**Math 497A - Honors MASS Algebra**

**Hypercomplex numbers**

*Instructor:* Svetlana Katok, Professor of Mathematics

*Teaching Assistant:*

113 McAllister Building, MWRF 11:15 am - 12:05 pm

*Description:*
In this course we will study arithmetic, geometry and symmetry of hypercomplex numbers.
The hypercomplex numbers are constructed by adding “imaginary units” to the real numbers.
The complex numbers are a classical example of such a number system in dimension 2.
It is easy to define addition, subtraction, and multiplication in each system of hypercomplex numbers,
but the only dimensions in which there are hypercomplex numbers which allow division are 4 and 8.
These hypercomplex numbers are called the Quaternions and the Cayley numbers (Octonions), respectively.
With increases in dimension, some of the natural properties of the number systems cannot be maintained.
In both the Quaternions and the Cayley numbers, multiplication is non-commutative, and in Cayley numbers
multiplication is not even associative.

*Reading:*
I.L. Cantor and A.S. Solodovnikov. “Hypercomplex numbers. An elementary introduction to algebras”. Springer-Verlag, New York,, 1989.

**Math 497B - Honors MASS Analysis**

**Approximation of functions and applications**

*Instructor:* Ludmil Zikatanov, Professor of Mathematics

*Teaching Assistant:*

113 McAllister Building, 10:10 am - 11:00 am

*Description:*
This is an introductory course on approximation of functions, a topic that has generated and still generates rich mathematical theory and is one of the driving forces in the modern scientific computing. Roughly, the problem of approximating an object (function or shape) consists of three main steps: (1) identify the possible approximants; (2) construct an approximation; (3) estimate the error. Two scenarios are often encountered in applications: first, when the function is explicitly known, and, second, when the function is a solution to another problem and cannot be found in explicit form. Classical examples for these scenarios include computing a best fit by a polynomial curve to given data points, or computing approximate solution to a differential equation modeling physical phenomena.
The course covers classical results on approximation and interpolation with algebraic and trigonometric polynomials, numerical integration, and applications. The pool of applications touches upon: signal processing (the Fast Fourier Transform); iterative solution of linear systems (the method of Conjugate Gradients); numerical solution of models described by ordinary differential equations.

*Reading:*
Most of the material can be found in the book
T. Rivlin. "An introduction to the approximation of functions". Dover Publications, Inc., New York, 1981
and in lecture notes provided by the instructor during the course. Materials on applications are found in
E. Isaacson and H. Keller. "Analysis of numerical methods". Dover Publications Inc., New York, 1994.

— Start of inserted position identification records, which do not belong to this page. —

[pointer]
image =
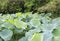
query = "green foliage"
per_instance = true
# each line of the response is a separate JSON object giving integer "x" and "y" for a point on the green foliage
{"x": 29, "y": 27}
{"x": 13, "y": 6}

**Math 497C - Honors MASS Geometry**

**An introduction to dynamics from a topological geometric viewpoint**

*Instructor:* Federico Rodriguez Hertz, Professor of Mathematics

*Teaching Assistant:*

113 McAllister Building, 1:25 pm - 2:15 pm

*Description:*
We shall develop the basic theory of dynamics with an application to the study of homeomorphisms of surfaces. In the meantime, the basic properties of the hyperbolic plane and homotopy properties of surfaces will be discussed and applied.

*Reading:*
A. Casson and S. Bleiler. "Automorphisms of Surfaces after Nielsen and Thurston". Cambridge University Press, Cambridge, 1988.